In a middle-school environmental science unit on climate change, students work with real-world climate data on global temperature anomalies, carbon dioxide levels, and sea-ice extent, provided through an online interactive graphing platform such as NOAA's Climate Dashboard, or through a classroom-friendly simulation tool. Students are tasked with reading graphical representations of data, interpreting trends, and generating their own multimodal climate models. The student models might be in the form of handdrawn graphs, digital infographics, explanatory paragraphs, or short video explanations that integrate visuals with narration.

This is a powerful example of how visual, numerical, digital, and oral literacies can represent and make meaning of some very complex scientific knowledge. In this sense, climate science cannot be understood through the written text but rather through interpreting data displays, looking for patterns across time, and matching quantitative evidence with scientific explanation. Consequently, literacies are not add-ons but are necessary tools to construct understanding within a discipline.

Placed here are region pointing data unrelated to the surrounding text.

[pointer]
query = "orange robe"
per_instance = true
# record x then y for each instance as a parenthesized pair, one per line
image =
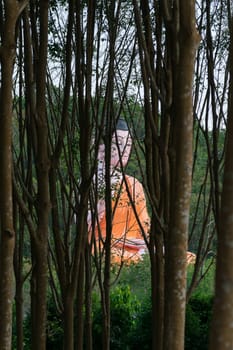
(130, 219)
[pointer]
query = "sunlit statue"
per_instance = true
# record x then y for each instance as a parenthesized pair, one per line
(130, 219)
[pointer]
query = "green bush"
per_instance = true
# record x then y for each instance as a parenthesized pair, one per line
(198, 316)
(125, 309)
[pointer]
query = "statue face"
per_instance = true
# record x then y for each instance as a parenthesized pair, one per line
(121, 147)
(125, 145)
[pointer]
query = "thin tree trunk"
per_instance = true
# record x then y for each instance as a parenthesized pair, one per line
(40, 249)
(182, 116)
(7, 239)
(221, 337)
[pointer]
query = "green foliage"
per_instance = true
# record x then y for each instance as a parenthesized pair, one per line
(125, 310)
(198, 315)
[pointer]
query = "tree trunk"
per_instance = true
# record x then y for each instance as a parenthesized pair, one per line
(221, 337)
(7, 239)
(182, 117)
(40, 243)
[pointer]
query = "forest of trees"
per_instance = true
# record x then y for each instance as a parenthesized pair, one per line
(69, 70)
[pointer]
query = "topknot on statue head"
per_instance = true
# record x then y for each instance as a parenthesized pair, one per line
(122, 124)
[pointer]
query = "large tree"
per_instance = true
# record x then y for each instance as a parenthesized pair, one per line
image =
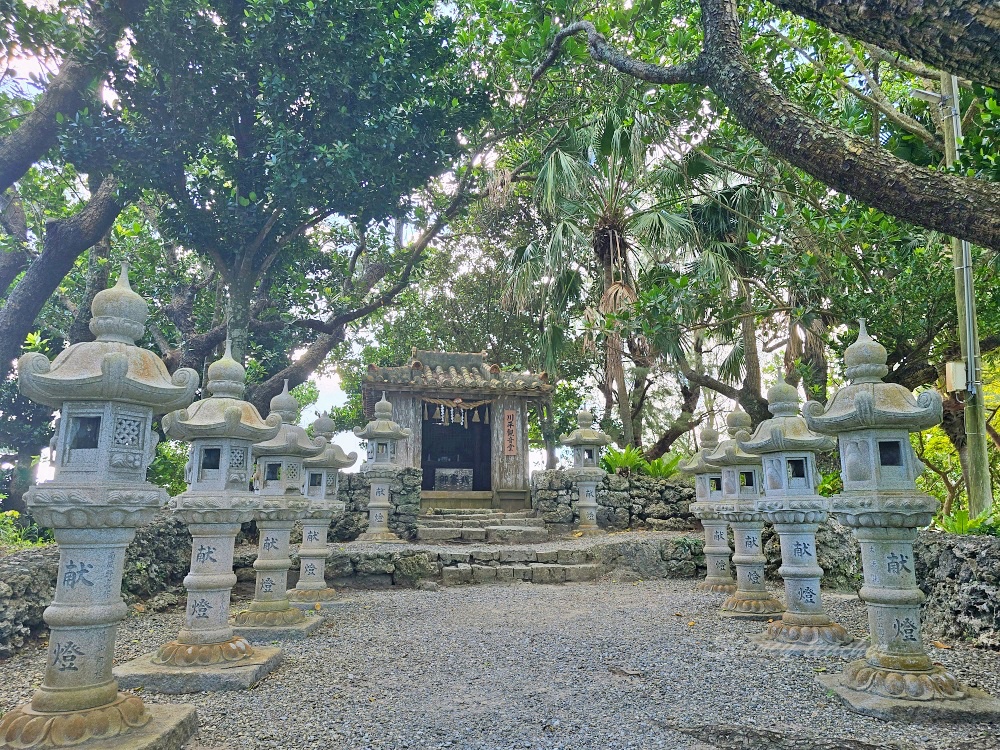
(964, 207)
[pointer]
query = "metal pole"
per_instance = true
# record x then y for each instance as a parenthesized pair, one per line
(979, 486)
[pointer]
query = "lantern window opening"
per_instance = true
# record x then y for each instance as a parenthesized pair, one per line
(796, 468)
(84, 433)
(890, 453)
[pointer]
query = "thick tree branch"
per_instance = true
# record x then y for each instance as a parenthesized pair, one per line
(958, 36)
(959, 206)
(65, 240)
(66, 92)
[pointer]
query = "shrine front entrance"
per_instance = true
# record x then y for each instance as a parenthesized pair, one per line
(456, 457)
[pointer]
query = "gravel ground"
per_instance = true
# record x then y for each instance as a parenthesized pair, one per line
(615, 664)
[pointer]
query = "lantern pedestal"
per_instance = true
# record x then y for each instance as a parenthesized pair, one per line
(804, 629)
(751, 600)
(270, 614)
(78, 703)
(206, 655)
(379, 507)
(311, 592)
(718, 577)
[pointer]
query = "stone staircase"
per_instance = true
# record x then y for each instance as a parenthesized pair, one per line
(460, 526)
(509, 564)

In this practice, visual literacy is the basis. Students must decode scales, axes, color coding, trend lines, and anomalies in graphs. These representational conventions carry scientific meaning: the slope of a line indicates rate of change; shaded confidence intervals reflect uncertainty; contrasting colors differentiate variables. Without the ability to interpret these visual sign systems, students cannot access the scientific narrative embedded in the data.

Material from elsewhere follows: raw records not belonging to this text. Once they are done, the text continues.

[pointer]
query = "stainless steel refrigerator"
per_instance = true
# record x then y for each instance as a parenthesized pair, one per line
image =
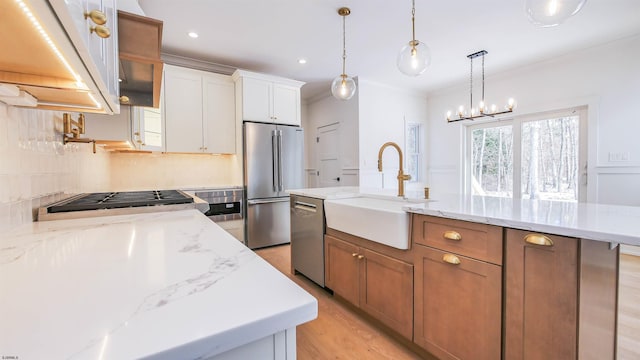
(273, 163)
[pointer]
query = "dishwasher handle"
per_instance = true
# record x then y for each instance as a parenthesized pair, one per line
(304, 206)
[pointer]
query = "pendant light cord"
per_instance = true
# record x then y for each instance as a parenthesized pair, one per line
(483, 81)
(344, 46)
(471, 86)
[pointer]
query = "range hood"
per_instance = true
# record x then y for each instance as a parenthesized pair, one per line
(140, 74)
(47, 59)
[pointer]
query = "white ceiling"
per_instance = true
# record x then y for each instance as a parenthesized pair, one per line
(269, 36)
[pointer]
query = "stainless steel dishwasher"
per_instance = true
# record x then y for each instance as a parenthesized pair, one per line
(307, 237)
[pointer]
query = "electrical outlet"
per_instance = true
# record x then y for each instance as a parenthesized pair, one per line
(619, 156)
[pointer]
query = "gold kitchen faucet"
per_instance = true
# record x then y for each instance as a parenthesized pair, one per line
(401, 175)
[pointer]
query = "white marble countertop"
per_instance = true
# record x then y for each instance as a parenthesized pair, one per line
(609, 223)
(169, 285)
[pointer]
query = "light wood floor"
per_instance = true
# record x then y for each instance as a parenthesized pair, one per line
(629, 308)
(338, 332)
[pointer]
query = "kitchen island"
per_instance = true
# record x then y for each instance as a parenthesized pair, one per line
(488, 277)
(171, 285)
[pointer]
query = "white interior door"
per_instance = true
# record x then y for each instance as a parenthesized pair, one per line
(328, 162)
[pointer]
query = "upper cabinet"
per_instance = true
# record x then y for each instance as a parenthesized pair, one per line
(71, 64)
(199, 110)
(266, 98)
(140, 71)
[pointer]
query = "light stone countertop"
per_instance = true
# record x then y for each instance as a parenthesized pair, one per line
(169, 285)
(615, 224)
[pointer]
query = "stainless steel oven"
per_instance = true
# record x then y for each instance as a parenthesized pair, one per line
(226, 207)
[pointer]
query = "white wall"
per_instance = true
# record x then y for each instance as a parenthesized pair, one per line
(326, 111)
(374, 116)
(606, 78)
(383, 114)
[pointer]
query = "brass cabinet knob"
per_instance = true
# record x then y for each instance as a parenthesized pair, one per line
(101, 30)
(451, 259)
(97, 16)
(452, 235)
(538, 239)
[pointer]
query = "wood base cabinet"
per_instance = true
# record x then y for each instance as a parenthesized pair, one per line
(378, 284)
(541, 300)
(457, 305)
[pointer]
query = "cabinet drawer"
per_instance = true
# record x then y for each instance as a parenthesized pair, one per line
(458, 306)
(478, 241)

Numerical literacy is also central. Students translate numbers into conceptual understanding—recognizing, for example, that a “0.2°C increase per decade” signals acceleration or that rising CO₂ concentration corresponds with temperature anomalies. In this way, mathematical representations become a language to describe geological and ecological processes.

Digital literacies enable students to manipulate variables, animate data over time, or layer datasets. This interactivity supports deeper inquiry and empowers students to ask evidence-based questions.

Finally, oral and written literacies enable students to synthesize their interpretations. For example, as students explain a graph in writing or narrate a short video, they translate visual-numerical representations into coherent scientific arguments. This movement between modes-graph → explanation → model-underscores the way in which literacies actively shape disciplinary reasoning. Overall, the climate-modeling activity shows that literacies are not simply communication tools; they are epistemic tools whereby scientific knowledge is represented, interpreted, and built. The practice of literacy in science is inseparable from the act of scientific thinking itself.